The steady increase in the number of UCI races and continuing growth in the number and sophistication of domestic professional teams was the impetus for the creation of the inaugural "USA Cycling Professional Tour," which is a separate ranking to recognize the UCI trade teams in the domestic UCI race calendar.

"In my mind, one of the most exciting developments with the new events in the U.S. is that, in many cases, important people at the state level are seeing the opportunity to promote tourism through the production of a world class bike race," said Johnson. "The state of Georgia was one of the first to really get behind their race and push the state-supported model. Subsequently, the states of California, Missouri and Utah have seen the benefits of cycling and all have made major commitments to support bike racing. Lately, we have heard from several other states very interested in promoting major stage races. We believe the partnership of the states in cycling events is very important for the growth of the sport and will create a much more sustainable model in the long-run."

"All levels of the competition pyramid for road cycling are very strong in the U.S., from our 2,500 sanctioned grassroots events, to our National Racing Calendar events, to the UCI America Tour events," said Johnson. "The next logical step for the U.S. is to host a ProTour event. As a country, I think we have proven we can provide a racing experience worthy of ProTour consideration. More importantly, as one of the five original founding countries in the UCI, we are very excited by the potential for professional bike racing to continue to develop in the U.S. and the rest of the world; and I strongly support Pat McQuaid as he works to develop his vision of a global sport.

Scott Peoples funeral details released

CycleSport Victoria has released details of Scott Peoples' funeral following a tragic accident that claimed the 19 year-old's life on Friday. The service will be held this Friday, December 22, at the Shepparton Football Clubrooms, Deakin Reserve, Dean St, Shepparton at 2pm.

"Our thoughts are with Scott's family and friends whilst they cope with this tragedy." CSV President Klaus Mueller said. "Scott had a bright future ahead of him and to see him taken before he had a chance to set his mark, is just terrible."

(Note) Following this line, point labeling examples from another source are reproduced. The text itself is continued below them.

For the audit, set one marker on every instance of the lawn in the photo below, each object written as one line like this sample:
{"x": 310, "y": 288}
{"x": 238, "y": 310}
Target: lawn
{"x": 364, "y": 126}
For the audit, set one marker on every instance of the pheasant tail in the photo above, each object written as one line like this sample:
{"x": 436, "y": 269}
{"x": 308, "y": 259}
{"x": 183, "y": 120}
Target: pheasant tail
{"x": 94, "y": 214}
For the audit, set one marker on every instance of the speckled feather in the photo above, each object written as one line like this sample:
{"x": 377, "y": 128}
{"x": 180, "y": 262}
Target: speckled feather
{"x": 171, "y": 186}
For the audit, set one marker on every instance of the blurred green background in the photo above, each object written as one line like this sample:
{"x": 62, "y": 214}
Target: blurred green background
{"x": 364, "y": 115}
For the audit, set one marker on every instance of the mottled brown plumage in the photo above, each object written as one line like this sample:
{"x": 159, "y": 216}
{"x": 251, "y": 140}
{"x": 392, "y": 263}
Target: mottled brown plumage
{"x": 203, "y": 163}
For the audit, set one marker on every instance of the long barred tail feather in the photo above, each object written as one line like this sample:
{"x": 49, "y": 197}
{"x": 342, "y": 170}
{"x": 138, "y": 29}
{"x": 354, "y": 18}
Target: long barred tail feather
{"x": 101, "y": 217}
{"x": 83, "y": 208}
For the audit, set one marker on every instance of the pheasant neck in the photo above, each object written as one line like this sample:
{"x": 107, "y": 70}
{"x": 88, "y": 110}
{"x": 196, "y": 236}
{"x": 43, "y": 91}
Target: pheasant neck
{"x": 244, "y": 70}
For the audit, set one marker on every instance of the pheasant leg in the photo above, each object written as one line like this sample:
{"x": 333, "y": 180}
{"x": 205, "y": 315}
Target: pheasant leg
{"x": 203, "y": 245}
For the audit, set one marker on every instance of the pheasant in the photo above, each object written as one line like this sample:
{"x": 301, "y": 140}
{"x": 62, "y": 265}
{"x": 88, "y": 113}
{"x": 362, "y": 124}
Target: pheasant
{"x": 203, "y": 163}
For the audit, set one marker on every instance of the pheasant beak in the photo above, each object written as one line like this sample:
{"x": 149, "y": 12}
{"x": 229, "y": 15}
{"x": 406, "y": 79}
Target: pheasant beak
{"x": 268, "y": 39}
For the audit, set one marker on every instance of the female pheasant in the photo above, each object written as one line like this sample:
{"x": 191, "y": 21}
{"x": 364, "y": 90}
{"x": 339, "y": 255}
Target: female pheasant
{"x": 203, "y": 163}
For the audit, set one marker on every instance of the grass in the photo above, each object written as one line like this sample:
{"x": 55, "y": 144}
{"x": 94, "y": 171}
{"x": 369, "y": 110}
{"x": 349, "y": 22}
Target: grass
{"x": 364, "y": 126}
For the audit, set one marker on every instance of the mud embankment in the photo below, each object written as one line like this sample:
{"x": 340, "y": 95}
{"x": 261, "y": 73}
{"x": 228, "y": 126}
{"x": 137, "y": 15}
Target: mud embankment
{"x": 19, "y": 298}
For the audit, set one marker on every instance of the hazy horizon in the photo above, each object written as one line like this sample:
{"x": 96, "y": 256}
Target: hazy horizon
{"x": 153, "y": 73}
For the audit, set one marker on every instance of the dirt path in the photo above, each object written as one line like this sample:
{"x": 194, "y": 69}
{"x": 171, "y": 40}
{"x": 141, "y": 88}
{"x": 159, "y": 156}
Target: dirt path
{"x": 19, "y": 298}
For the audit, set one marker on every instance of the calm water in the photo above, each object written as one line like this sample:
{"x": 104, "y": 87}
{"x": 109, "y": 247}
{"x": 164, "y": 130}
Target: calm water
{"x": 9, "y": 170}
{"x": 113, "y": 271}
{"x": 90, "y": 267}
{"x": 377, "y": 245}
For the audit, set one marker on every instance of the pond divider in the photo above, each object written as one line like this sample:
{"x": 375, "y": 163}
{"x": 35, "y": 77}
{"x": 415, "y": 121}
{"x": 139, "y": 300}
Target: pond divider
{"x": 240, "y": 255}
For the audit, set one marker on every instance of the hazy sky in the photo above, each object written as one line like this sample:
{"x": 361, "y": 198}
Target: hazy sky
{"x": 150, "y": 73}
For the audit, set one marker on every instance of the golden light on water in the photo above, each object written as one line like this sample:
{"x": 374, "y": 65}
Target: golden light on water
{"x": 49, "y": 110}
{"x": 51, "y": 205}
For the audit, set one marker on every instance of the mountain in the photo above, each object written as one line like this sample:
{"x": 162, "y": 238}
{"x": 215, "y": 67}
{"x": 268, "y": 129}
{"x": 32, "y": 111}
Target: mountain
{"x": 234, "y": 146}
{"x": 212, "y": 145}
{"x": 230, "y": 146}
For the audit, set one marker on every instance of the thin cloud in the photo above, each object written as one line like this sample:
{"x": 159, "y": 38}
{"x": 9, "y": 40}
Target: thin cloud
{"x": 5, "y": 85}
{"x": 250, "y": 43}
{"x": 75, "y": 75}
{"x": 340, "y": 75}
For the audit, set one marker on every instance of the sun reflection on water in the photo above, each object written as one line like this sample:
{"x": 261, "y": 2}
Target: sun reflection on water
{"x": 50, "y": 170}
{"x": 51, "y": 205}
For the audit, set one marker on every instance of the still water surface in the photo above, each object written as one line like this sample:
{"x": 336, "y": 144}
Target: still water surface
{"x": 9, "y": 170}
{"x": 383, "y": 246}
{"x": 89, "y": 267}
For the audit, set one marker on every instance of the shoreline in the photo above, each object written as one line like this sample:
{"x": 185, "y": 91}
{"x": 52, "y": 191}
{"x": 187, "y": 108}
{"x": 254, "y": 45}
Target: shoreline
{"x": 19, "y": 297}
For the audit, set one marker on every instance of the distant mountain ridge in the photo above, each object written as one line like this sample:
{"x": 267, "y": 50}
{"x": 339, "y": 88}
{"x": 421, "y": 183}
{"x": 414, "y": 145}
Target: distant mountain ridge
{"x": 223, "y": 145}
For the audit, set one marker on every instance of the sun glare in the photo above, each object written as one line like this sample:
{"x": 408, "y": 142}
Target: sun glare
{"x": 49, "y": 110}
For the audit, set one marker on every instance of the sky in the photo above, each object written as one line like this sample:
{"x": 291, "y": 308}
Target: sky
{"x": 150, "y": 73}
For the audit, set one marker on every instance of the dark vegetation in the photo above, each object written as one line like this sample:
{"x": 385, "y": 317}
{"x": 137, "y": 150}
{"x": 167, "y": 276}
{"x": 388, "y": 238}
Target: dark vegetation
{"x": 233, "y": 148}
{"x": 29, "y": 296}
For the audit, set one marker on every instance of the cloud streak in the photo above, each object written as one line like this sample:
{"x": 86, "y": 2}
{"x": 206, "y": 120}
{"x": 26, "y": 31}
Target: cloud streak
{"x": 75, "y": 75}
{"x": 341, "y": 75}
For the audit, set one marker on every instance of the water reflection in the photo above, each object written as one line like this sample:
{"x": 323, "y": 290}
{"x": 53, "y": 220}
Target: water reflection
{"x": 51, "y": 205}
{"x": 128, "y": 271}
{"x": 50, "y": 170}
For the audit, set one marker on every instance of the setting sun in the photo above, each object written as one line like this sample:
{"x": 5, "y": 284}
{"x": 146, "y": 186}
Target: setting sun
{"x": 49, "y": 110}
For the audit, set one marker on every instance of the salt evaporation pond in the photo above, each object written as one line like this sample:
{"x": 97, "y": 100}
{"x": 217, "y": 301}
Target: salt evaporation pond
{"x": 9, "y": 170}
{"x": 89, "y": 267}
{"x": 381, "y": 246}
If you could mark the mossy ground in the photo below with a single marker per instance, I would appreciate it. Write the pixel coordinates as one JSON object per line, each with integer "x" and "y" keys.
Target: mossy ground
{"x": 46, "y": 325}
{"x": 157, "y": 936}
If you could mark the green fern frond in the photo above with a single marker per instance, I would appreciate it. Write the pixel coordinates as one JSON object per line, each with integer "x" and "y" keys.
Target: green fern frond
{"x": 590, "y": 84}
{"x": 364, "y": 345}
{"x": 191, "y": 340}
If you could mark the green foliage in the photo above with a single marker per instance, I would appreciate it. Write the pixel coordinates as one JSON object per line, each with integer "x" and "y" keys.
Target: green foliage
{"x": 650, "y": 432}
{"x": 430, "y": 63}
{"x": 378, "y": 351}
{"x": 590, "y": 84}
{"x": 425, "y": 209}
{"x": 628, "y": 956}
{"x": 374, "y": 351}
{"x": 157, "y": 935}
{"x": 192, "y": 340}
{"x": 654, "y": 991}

Peoples was struck from behind by a four-wheel-drive while training on the Maroondah Highway in Merton, Victoria.

"This tragedy that has taken such a young life, emphasises the importance for motorists to keep alert whilst on the roads and be aware of cyclists," added Mueller. "So many cyclists are on the roads, particularly at this time of year, and we plead with all motorist to take extra care."

Flowers will be welcome at the service or, alternatively, donations can be made to the Amy Gillett Foundation.

Kiwis raise $10,000 in Crake appeal

Paul Crake (Uni SA)
Photo ©: Mark Gunter
Click for larger image

Allan Dunn and Matt Randall hoped to raise $5,000 for injured Australian cyclist Paul Crake in a 24-hour madison ride at New Zealand's ILT Velodrome last weekend. Instead, after a mammoth 3464 laps of the venue, the pair raised nearly $10,000 for the former stair climber who suffered extensive spinal damage during November's Tour of Southland.

"It was harder than I thought it was going to be, more mentally than physically," Randall told The Southland Times. With 12 hours to go, the sleep deprivation was kicking in and my mind was going all fuzzy."

The pair spoke to Crake via telephone on Friday night before starting their 866km journey.

"It probably wouldn't happen anywhere else because Southland people are special people; they just give and that's it in a nutshell really," explained Dunn, who organised the event. "They gave their time, their money and their support and you can't ask for more than that."

The Southland Times, who sponsored a team in the Tour of Southland, joined Invercargill Licensing Trust in sponsoring the appeal.